GenAI’s reporting capabilities should prove invaluable in this new era of heightened cyber transparency. To wit: A recent law will soon require critical infrastructure entities in the US to report cyber incidents. Also, the Securities and Exchange Commission (SEC) has released rules requiring disclosures of material cyber incidents and material cyber risks in SEC filings. The European Union’s Digital Operational Resilience Act calls for timely and consistent reporting of incidents that affect financial entities’ information and communication technologies. Imagine having a tool that makes preparing these reports much easier.

Adaptive controls. Securing the cloud and software supply chain requires constant updates in security policies and controls — a daunting task today.

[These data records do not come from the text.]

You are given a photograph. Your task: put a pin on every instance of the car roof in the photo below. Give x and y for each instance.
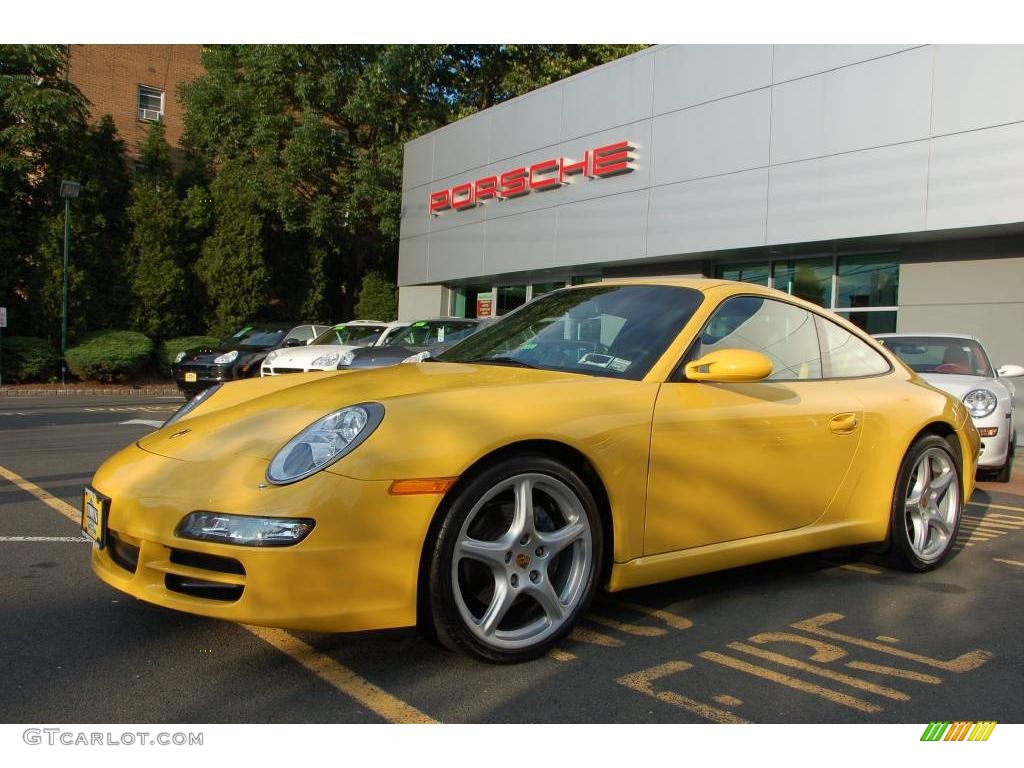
(942, 335)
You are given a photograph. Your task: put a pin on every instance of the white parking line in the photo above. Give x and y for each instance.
(75, 539)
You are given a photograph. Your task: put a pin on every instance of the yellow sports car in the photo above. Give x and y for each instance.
(603, 436)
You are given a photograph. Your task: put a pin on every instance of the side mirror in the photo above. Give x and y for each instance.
(727, 366)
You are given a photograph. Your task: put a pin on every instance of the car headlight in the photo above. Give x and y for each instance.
(980, 402)
(192, 404)
(324, 442)
(244, 530)
(325, 360)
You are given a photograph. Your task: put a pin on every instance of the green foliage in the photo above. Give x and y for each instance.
(378, 298)
(158, 268)
(110, 355)
(28, 358)
(286, 192)
(169, 349)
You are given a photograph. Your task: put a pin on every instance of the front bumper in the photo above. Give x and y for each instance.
(356, 570)
(994, 450)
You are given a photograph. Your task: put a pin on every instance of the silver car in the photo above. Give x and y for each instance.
(958, 365)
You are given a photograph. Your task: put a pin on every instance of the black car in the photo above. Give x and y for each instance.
(423, 337)
(237, 356)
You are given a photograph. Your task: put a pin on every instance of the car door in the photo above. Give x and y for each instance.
(739, 460)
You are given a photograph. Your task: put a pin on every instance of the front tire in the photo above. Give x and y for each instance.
(927, 506)
(516, 560)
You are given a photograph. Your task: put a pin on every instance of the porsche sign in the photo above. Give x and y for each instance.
(600, 162)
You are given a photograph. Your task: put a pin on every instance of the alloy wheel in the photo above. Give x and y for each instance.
(522, 561)
(932, 505)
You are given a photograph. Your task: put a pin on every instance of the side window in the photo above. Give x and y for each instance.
(302, 333)
(846, 356)
(782, 332)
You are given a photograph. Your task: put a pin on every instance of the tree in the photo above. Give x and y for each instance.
(42, 123)
(378, 298)
(159, 280)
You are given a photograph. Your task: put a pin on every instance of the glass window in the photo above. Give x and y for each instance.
(510, 297)
(940, 354)
(151, 103)
(350, 335)
(423, 333)
(806, 279)
(613, 331)
(872, 323)
(542, 288)
(867, 281)
(755, 271)
(846, 356)
(782, 332)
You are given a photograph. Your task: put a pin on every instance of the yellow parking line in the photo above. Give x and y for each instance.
(374, 698)
(560, 655)
(45, 497)
(995, 506)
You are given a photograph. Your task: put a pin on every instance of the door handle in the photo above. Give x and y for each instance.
(844, 423)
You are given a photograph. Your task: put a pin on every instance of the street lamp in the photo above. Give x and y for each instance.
(69, 190)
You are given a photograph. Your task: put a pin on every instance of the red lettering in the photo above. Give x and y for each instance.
(567, 167)
(612, 159)
(486, 187)
(514, 182)
(545, 166)
(439, 201)
(468, 201)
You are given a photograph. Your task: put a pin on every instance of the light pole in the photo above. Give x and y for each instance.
(69, 190)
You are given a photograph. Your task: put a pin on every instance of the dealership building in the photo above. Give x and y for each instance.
(883, 181)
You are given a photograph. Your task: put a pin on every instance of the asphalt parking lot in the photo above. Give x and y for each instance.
(834, 637)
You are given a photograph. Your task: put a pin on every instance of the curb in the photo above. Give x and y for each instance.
(75, 392)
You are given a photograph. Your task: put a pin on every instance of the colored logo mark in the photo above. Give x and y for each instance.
(958, 731)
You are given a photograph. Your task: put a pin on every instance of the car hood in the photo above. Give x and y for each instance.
(258, 426)
(301, 355)
(208, 353)
(958, 386)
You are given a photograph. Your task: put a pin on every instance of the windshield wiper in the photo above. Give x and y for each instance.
(504, 360)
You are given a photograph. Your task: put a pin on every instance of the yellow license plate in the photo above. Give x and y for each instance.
(94, 509)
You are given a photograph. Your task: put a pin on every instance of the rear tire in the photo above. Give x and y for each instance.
(516, 561)
(928, 503)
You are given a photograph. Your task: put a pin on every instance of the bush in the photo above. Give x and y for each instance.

Machine learning algorithms and GenAI tools could soon recommend, assess and draft security policies that are tailored to an organisation's threat profile, technologies and business objectives. These tools could test and confirm that policies are holistic throughout the IT environment. Within a zero trust environment, GenAI can automate and continually assess and assign risk scores for endpoints, and review access requests and permissions. An adaptive approach, powered by GenAI tools, can help organisations better respond to evolving threats and stay secure.

And more. Many vendors are pushing the limits of GenAI, testing what’s possible. As the technology improves and matures, we’ll see many more uses for it in cyber defence. It could be some time, however, before we see “defenceGPT’s” broad-scale use.

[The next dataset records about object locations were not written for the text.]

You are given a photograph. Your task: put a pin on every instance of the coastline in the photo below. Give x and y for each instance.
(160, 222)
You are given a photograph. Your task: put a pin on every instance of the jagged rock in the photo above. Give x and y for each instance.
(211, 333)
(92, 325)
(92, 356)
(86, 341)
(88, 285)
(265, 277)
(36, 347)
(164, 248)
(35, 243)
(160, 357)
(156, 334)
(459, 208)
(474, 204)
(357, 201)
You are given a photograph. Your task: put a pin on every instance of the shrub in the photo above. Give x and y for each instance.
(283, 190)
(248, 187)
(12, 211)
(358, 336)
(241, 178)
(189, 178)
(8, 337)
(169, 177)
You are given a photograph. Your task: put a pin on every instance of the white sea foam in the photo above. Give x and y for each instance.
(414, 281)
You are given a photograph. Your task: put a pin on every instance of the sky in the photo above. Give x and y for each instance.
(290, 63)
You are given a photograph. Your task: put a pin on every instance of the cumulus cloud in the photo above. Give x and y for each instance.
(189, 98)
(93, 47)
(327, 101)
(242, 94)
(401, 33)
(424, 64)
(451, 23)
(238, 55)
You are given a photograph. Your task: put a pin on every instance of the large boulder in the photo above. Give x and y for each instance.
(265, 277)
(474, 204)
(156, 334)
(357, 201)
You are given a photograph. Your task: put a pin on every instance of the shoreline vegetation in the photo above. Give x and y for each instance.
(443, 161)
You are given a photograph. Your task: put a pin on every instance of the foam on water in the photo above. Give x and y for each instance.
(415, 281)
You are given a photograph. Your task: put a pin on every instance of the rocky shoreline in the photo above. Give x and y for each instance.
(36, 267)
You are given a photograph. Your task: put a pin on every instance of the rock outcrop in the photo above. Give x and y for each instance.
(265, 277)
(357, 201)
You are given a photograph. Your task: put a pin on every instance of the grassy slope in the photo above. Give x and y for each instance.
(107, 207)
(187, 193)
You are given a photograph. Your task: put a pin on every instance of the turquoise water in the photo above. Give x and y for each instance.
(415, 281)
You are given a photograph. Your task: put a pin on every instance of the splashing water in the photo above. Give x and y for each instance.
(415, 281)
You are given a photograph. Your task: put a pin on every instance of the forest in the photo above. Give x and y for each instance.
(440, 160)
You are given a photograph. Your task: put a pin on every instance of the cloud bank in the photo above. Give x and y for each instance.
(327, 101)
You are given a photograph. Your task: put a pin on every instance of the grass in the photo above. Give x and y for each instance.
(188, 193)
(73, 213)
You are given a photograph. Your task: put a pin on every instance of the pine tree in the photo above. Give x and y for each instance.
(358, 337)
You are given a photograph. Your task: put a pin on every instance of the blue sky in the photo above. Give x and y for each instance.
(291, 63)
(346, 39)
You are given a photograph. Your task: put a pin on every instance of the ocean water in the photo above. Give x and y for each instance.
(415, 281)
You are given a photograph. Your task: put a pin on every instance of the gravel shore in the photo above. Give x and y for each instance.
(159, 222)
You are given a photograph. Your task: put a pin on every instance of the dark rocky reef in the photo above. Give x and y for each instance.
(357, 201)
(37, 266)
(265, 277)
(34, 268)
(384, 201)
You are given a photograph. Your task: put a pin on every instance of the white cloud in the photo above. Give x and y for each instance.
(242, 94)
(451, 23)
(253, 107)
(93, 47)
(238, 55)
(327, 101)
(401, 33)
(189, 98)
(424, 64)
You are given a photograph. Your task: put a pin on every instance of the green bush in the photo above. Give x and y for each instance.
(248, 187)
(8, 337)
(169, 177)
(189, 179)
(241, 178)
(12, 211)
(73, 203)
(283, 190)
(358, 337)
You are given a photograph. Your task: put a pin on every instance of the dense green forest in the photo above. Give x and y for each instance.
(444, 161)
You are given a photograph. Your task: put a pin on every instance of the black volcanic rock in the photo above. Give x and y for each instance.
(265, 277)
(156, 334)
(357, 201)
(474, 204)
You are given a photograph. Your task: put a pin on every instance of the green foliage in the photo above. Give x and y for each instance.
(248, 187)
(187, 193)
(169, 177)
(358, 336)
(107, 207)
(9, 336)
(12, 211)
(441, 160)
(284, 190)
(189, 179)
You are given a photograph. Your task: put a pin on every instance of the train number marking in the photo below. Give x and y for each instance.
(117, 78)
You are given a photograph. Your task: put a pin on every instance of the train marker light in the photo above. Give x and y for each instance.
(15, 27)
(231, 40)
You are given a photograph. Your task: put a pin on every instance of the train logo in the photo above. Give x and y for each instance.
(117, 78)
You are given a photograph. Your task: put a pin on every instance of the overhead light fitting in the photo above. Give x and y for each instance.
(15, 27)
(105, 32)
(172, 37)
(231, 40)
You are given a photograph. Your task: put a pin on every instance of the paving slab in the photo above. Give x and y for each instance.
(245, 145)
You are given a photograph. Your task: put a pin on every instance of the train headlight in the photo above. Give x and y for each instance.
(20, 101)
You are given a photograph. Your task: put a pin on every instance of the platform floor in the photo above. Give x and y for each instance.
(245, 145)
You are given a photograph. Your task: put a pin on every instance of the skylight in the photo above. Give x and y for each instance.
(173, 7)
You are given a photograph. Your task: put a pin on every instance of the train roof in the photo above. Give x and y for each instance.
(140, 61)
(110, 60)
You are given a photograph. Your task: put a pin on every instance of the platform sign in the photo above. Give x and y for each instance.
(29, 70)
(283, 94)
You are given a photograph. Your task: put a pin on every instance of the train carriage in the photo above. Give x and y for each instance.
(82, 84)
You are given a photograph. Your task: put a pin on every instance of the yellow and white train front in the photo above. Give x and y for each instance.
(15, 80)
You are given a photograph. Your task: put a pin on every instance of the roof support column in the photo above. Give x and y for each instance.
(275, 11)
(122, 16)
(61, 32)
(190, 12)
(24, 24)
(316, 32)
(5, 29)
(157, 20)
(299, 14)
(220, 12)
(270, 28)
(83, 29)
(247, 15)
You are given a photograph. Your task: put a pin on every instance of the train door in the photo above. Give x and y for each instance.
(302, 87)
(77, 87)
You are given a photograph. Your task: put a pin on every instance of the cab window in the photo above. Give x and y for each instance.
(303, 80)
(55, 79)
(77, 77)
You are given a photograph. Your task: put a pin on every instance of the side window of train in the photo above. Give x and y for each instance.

Invest in your security teams

GenAI tools could help relieve the acute cyber talent shortage. Attrition is a growing problem for 39% of CISOs, CIOs and CTOs, according to our 2023 Global DTI survey. It’s hindering progress on cyber goals for another 15%.

Brace for regulatory uncertainty

The use of GenAI for cyber defence — just like the use of GenAI across the business — will be affected by AI regulations, particularly concerning bias, discrimination, misinformation and unethical uses. Recent directives including the Blueprint for AI Bill of Rights from the White House and the draft European Union AI Act emphasise ethical AI. Policymakers around the world are scrambling to set limits and increase accountability — treating generative AI with urgency because of its potential for affecting broad swathes of society profoundly and rapidly.

Channel your enthusiasm into trusted, ethical practices

Enthusiasm for AI is so high that 63% of our executive respondents said they’d personally feel comfortable launching GenAI tools in the workplace without any internal controls for data quality and governance. Senior execs in the business are even more so inclined (74%) than the tech and security execs.

However, without governance, adoption of GenAI tools opens organisations to privacy risks and more. What if someone includes proprietary information in a GenAI prompt? And without training in how to properly evaluate outputs, people might base recommendations on invented data or biased prompts.

Don’t overlook people

GenAI tools will be able to quickly synthesise information from multiple sources to aid in human decision-making. And, given that 74% of breaches reportedly involve humans, governance of AI for defence ought to include a human element as well.

Enterprises would do well to adopt a responsible AI toolkit, such as PwC’s, to guide the organisation’s trusted, ethical use of AI. Although it’s often considered a function of technology, human supervision and intervention are also essential to AI’s highest and ideal uses.

Ultimately, the promise of generative AI rests with people. Every savvy user can — should — be a steward of trust. Invest in them to know the risks of using the technology as assistant, co-pilot or tutor. Encourage them to critically evaluate the outputs of generative AI models in line with your enterprise risk guardrails. Rally security professionals to follow responsible AI principles.